Yes, you use shared state if you need to communicate between actions. It’s called blackboard in AI terminology and should be well defined.

Both inputs and outputs should be specified in terms of this state. I usually put inputs as commands into specified queue and gather effects (output) into a collection:

(let [ctx (-> {}
              (update :input (fnil conj []) {:type :do-something, :param-1 1, :param-2 2})
              (execute-bt bt-definition))] ;; generates :effects
      (doseq [fx (:effects ctx)]
         (execute-fx fx)))

If the BT is long running and can be parked, then I store state in the DB and retrieve it as a first step with some correlation/request id.

To avoid spaghetti dependencies, nodes are usually parameterized and exact shared paths are passed from above, so dependencies should be easily spotted and actions reused e.g.:

[:sequence
  [:action-1 {:output [:a :b]}]
  [:action-2 {:input [:a :b]}]]

didibus · August 1, 2021, 10:15pm

Ah great, that’s what I was hoping for. I like to decouple the query from my actions so they’re easier to reuse, and also it’s more understandable I feel when the dataflow is explicit in the flow definition, instead of hidden away in the actions.

raspasov · August 2, 2021, 6:16am

A lot of in interesting ideas and approaches here!

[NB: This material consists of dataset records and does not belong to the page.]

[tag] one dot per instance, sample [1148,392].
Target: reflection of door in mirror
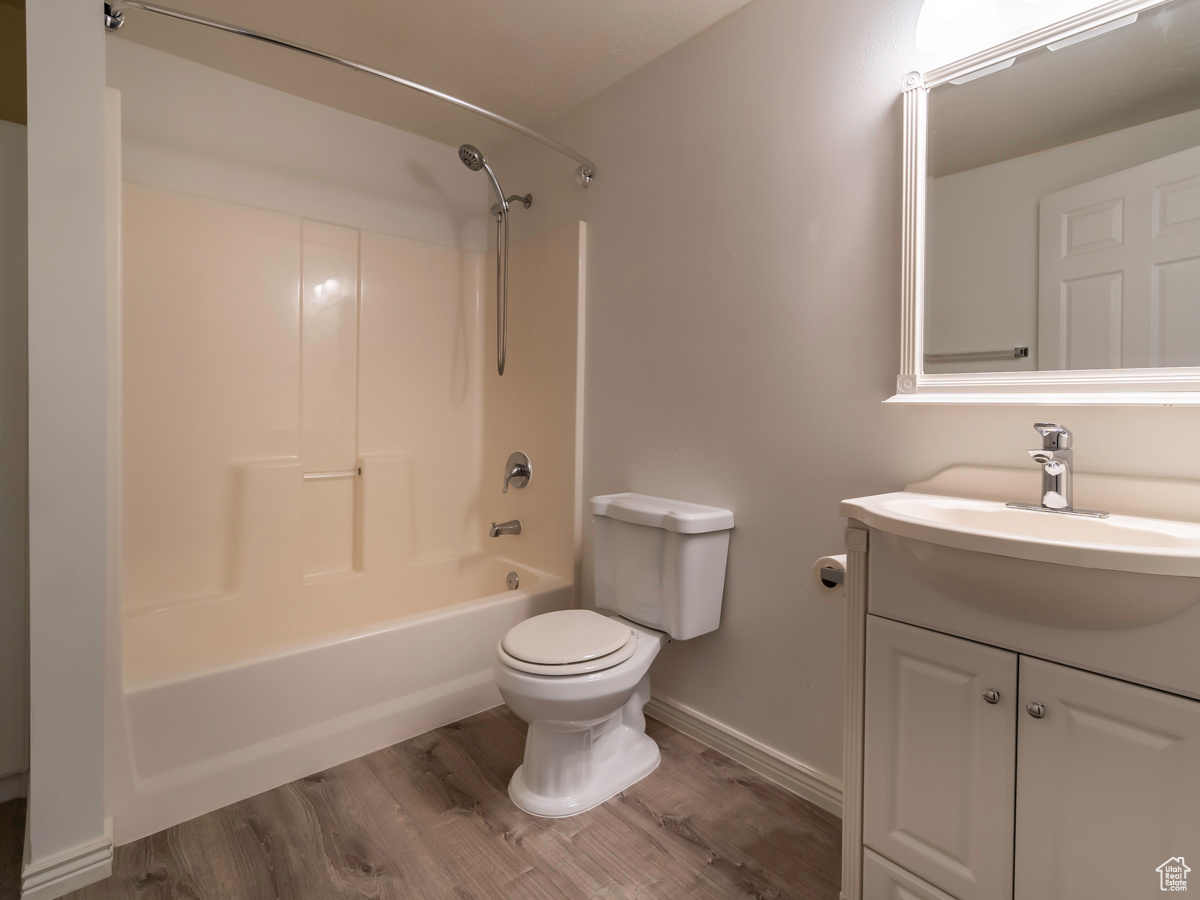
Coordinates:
[1062,204]
[1120,269]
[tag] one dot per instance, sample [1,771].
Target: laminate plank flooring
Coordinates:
[12,847]
[431,819]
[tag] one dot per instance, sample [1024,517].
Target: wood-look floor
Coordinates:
[431,819]
[12,846]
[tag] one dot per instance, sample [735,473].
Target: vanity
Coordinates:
[1023,645]
[1024,708]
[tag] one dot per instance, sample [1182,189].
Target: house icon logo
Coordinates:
[1173,875]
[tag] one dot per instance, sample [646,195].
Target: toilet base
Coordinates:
[629,756]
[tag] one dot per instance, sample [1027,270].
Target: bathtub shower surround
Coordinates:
[306,481]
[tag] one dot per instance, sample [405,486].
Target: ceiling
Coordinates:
[1139,73]
[529,60]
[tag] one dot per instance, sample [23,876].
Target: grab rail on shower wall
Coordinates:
[114,18]
[336,473]
[978,355]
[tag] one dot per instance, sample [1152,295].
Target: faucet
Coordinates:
[517,471]
[1057,461]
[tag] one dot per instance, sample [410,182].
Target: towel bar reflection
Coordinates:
[337,473]
[978,355]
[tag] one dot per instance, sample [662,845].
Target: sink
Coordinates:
[1050,569]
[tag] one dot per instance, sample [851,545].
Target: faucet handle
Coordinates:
[1054,437]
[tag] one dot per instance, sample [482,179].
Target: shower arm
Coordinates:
[114,18]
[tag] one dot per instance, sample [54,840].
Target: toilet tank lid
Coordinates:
[660,513]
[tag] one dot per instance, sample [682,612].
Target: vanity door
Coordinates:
[940,757]
[1108,787]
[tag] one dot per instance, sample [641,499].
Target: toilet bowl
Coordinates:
[581,679]
[587,735]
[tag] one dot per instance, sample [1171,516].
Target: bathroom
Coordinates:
[252,599]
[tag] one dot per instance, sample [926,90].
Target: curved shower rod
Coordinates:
[114,18]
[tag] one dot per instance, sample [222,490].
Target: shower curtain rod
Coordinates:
[114,18]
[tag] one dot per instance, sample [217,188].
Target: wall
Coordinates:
[12,61]
[982,282]
[65,841]
[535,406]
[13,460]
[743,331]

Here’s a very short macro that I wrote (10 lines). It’s called some-as->. It basically combines the approaches of the clojure.core/some-> and clojure.core/as->. For example:

(some-as-> {:a 42} x ;x is {:a 42}
 (:a x)     ;42, x is 42                           
 (+ 1 2 x)) ;allows us to use x in any position!
;=> 45

It will short-circuit execution if any expression returns nil:

  (some-as-> {:a 42} x
   (:b x) ;this is nil
   (inc x)) ;this does not run
  ;=> nil

The macroexpansion shows exactly what’s happening:

(macroexpand-1
 '(some-as-> {:a 42} x
  (:b x)                               
  (inc x)))
;=>
(let
 [x {:a 42} 
  x (if (nil? x) nil (:b x))]
 (if (nil? x) nil (inc x)))

Compare that to using regular clojure.core/as-> which throws an exception if any of the following functions/expressions are not happy with nil:

(as-> {:a 42} x
 (:b x) ;this is nil                                
 (+ 1 2 x)) ;boom!                       
;=> ...Execution error (NullPointerException)

If anybody is interested, the source code for the macro is in this file: alexandria-clj/core.cljc at main · raspasov/alexandria-clj · GitHub

respatialized · August 3, 2021, 5:41pm

I recently experimented with using malli schemas to organize the control flow in fabricate, the static website generator I’ve been developing. I adapted the idea of a state-action behavior (as described in a paper by Leslie Lamport) by directly mapping from schemas describing the state to functions.

The primary goal was to add the ability to generate markdown files as output without needing to change the file reader or add a markdown parser, by enumerating “markdown output” as a special case. It was a sufficiently flexible method of organizing the main loop to succeed in that goal. I haven’t added exception handling yet, but exceptions could easily just be designated as states in this model, which would extend the same model of control flow to errors.

You can read about it on the fabricate github page: Organizing Computation With Finite Schema Machines. Definitely interested in feedback on this idea.

Johan · August 6, 2021, 1:27am

@wcalderipe I’m using “interceptors” to control the flow of long-running operations. When search Github I found a few projects using a similar pattern, Implementing the concept was quite simple and often each project will implement it with its own set of special features and async support.

wcalderipe · August 7, 2021, 5:58am

@tdrencak interesting approach, thanks for sharing. I’ve used a state machine to build an onboarding application a while ago but I never thought about combining it with BT.

@Johan we’ve adopted interceptors as well. In our experience, the composability of interceptors is paying off the introduction of the pattern in the codebase. Moreover, we don’t use them everywhere, only on business units. However, we’re working on a young project, and most of or flows are pretty simple yet only with short-circuit on errors.

Have you tried to implement loops (e.g., retry) with interceptors? If yes, would you mind sharing an example?